Figure 6.3. Absorption spectra of chlorophylls and carotenoids.

The peaks represent wavelengths of sunlight strongly absorbed by the two common forms of photosynthetic pigment, chlorophyll a and chlorophyll b, and by accessory carotenoid pigments. Chlorophylls absorb predominantly violet-blue and red light, in two narrow bands of the spectrum, while they reflect the green light in the middle of the spectrum. Carotenoids absorb mostly blue and green light and reflect orange and yellow light.

 

While chlorophyll is the primary pigment involved in photosynthesis, plants also contain other pigments called accessory pigments that absorb light of wavelengths not captured by chlorophyll. Carotenoids are a group of accessory pigments that capture violet to blue-green light. As you can see in figure 6.3, these wavelengths of light are not efficiently absorbed by chlorophyll.

Accessory pigments give color to flowers, fruits, and vegetables but are also present in leaves, their presence usually masked by chlorophyll. During the warm months, when plants are actively producing food through photosynthesis, their cells are filled with chlorophyll-containing chloroplasts that cause the leaves to appear green, like the oak leaves on the left side of figure 6.4. In the fall, the days become shorter and cooler and for many species, leaves stop their food-making processes. Their chlorophyll molecules break down and are not replaced. When this happens, the colors reflected by accessory pigments become visible. The leaves turn colors of yellow, orange, and red, like the oak leaves on the right.

 

 

Figure 6.4. Fall colors are produced by pigments such as carotenoids.
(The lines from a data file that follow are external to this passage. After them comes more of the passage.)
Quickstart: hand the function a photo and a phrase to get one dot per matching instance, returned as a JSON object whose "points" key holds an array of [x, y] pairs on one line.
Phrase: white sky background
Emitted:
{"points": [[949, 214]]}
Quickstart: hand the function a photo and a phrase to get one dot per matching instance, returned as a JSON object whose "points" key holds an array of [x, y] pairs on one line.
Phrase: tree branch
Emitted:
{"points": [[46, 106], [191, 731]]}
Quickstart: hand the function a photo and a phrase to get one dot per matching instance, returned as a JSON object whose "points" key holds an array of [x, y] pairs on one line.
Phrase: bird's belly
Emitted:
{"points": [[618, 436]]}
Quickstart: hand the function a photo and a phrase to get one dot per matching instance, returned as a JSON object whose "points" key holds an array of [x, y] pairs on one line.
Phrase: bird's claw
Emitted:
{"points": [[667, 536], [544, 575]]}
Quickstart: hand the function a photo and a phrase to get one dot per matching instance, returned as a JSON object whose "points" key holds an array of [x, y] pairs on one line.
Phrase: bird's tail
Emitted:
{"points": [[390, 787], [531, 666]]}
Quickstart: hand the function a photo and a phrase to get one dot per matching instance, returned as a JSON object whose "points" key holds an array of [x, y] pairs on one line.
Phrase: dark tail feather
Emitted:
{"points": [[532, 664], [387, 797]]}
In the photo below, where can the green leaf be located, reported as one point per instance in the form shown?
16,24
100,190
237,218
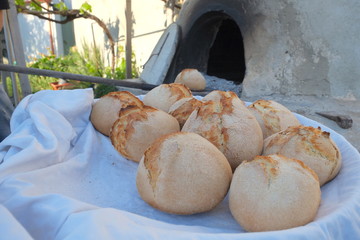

During the spring and summer, chlorophyll masks the presence in leaves of other pigments called carotenoids. Cool temperatures in the fall cause leaves of deciduous trees to cease manufacturing chlorophyll. With chlorophyll no longer present to reflect green light, the orange and yellow light reflected by carotenoids gives bright colors to the autumn leaves.

 

Key Learning Outcome 6.2. Plants use pigments like chlorophyll to capture photons of blue and red light, reflecting photons of green wavelengths.